In vitro culture and treatment of mouse ovaries
Ovarian culture medium was α-MEM (Gibco, Cat No. C12571500BT) supplemented with 3 mg/mL BSA, 0.23 mM pyruvic acid, 50 µg/mL vitamin C, 0.03 U/mL FSH (Follicle Stimulating Hormone, Sigma, Cat No. F4021), 75 mg/L penicillin and 50 mg/L streptomycin. Gelatin sponges of an appropriate size were cut and placed in 24-well culture plates with about 100 µL culture medium. Mouse ovaries were obtained as above, separated, and cut into small pieces, then placed on the gelatin sponges. Ovary were treated 12 h. For Fig. 3P-S, the final conc. of purified recombinant CXCL10 and CXCL10 antibody were 1 µg/mL and 10 µg/mL respectively; for Fig. 6I-M, Fig. 7F-J, and Fig. 8G-M, the final conc. of purified recombinant CXCL10 and IL18R1 antibody were 1 µg/mL and 10 µg/mL respectively.

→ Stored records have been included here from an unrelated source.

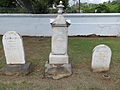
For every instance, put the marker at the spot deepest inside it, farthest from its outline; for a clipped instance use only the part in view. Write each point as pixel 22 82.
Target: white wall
pixel 81 24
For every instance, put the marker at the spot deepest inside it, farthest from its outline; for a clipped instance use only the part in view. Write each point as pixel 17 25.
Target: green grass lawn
pixel 37 50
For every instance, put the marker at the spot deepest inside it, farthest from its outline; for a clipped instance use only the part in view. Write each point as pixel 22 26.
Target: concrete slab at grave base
pixel 57 71
pixel 20 69
pixel 58 59
pixel 100 69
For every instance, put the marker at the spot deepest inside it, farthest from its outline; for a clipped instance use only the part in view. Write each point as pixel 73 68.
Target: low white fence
pixel 106 24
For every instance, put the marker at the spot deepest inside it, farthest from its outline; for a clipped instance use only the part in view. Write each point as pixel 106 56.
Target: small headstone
pixel 13 48
pixel 14 53
pixel 101 58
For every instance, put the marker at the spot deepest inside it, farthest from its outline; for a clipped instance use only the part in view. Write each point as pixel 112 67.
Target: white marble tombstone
pixel 101 58
pixel 13 48
pixel 58 65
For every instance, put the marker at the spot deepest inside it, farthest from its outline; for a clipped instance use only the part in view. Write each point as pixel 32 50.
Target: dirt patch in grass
pixel 37 51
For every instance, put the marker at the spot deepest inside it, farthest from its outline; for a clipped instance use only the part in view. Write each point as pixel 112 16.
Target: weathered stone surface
pixel 57 71
pixel 58 66
pixel 19 69
pixel 58 59
pixel 101 58
pixel 13 48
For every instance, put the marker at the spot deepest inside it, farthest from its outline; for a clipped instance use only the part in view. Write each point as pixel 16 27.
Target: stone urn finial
pixel 60 7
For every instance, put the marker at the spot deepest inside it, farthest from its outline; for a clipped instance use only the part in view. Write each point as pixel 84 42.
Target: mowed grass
pixel 37 51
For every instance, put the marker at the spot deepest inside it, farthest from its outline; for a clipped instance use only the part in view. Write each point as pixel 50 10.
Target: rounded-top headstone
pixel 101 58
pixel 13 48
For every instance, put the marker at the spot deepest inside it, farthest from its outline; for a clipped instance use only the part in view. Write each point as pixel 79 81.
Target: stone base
pixel 57 71
pixel 21 69
pixel 100 69
pixel 58 59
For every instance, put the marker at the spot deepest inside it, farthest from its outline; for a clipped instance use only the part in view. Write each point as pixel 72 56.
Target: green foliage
pixel 41 6
pixel 102 8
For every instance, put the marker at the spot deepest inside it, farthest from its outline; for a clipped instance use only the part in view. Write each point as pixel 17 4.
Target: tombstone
pixel 14 53
pixel 58 65
pixel 101 58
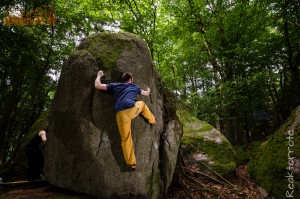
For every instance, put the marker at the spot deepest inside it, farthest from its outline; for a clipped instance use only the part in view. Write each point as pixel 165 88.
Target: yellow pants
pixel 124 124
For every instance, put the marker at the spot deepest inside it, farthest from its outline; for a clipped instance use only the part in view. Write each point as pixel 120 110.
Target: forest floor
pixel 238 185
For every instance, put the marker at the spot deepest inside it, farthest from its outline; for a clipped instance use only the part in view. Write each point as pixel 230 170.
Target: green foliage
pixel 269 165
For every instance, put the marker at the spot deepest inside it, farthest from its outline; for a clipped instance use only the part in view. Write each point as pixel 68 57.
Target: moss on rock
pixel 203 144
pixel 275 166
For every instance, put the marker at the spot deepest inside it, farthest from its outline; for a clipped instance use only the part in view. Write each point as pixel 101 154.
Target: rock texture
pixel 276 165
pixel 204 148
pixel 83 151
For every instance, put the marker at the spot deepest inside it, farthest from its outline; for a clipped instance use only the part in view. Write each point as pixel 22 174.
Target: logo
pixel 43 15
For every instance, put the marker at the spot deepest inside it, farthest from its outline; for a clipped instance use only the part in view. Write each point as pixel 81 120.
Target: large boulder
pixel 276 164
pixel 204 148
pixel 84 151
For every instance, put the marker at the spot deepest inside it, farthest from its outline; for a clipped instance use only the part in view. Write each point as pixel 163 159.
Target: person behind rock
pixel 35 156
pixel 127 108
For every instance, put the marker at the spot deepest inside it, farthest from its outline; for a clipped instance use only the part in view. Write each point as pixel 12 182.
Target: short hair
pixel 126 77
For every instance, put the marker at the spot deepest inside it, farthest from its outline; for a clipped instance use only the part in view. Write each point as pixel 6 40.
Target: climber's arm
pixel 98 84
pixel 146 93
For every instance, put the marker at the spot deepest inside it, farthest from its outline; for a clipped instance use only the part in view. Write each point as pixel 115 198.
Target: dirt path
pixel 243 187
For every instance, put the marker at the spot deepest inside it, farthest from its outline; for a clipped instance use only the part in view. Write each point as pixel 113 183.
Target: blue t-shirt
pixel 124 94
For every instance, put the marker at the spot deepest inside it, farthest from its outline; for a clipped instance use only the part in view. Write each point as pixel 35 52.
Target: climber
pixel 127 108
pixel 35 155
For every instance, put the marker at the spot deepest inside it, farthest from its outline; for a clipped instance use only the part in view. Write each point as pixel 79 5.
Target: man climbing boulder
pixel 84 152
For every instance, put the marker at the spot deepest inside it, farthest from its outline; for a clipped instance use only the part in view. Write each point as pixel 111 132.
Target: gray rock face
pixel 83 151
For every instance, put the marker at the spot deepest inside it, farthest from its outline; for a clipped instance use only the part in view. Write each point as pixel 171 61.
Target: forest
pixel 234 64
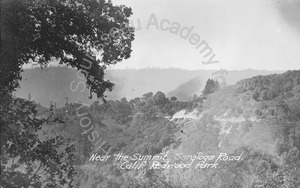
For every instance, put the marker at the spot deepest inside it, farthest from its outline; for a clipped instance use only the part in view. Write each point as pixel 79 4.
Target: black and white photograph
pixel 150 94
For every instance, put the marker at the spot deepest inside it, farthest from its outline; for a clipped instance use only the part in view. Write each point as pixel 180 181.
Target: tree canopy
pixel 86 35
pixel 72 32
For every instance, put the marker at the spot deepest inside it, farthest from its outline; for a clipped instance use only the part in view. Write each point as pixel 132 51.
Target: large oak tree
pixel 84 34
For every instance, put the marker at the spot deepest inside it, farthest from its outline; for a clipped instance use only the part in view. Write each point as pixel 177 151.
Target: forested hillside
pixel 258 118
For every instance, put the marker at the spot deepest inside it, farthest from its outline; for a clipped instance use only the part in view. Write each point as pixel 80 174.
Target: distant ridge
pixel 52 84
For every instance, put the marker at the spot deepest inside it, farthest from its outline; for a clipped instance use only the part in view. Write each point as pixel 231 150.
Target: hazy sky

Image processing, measurement, and statistical analysis
The signal intensity in the original tif images (blot, DNA gel, immunofluorescence image, etc) were measured in image j. All statistical graphs showing western blots and DNA gels are based on three to six independent repetitions, follicle counting was based on five independent repetitions. Statistics on immunofluorescence image, masson staining, immunohistochemistry are based on three independent repetitions. Each dot on the graphs represents one data point. Detailed information about repeat times and number of data points are in figure legend. When the standard error of all individual data points in a group collected randomly was significantly smaller than the average value, the corresponding sample size was deemed appropriate and reliable. The data are presented as the mean ± standard error of the mean (SEM). For statistical comparison between two groups, we employed unpaired two-tailed t-test of GraphPad (Prism, San Diego, USA); for statistical comparison between three or more groups, we used ANOVA (one-way nonparametric analysis of variance, Prism). Statistical significance was determined at p-values less than 0.05.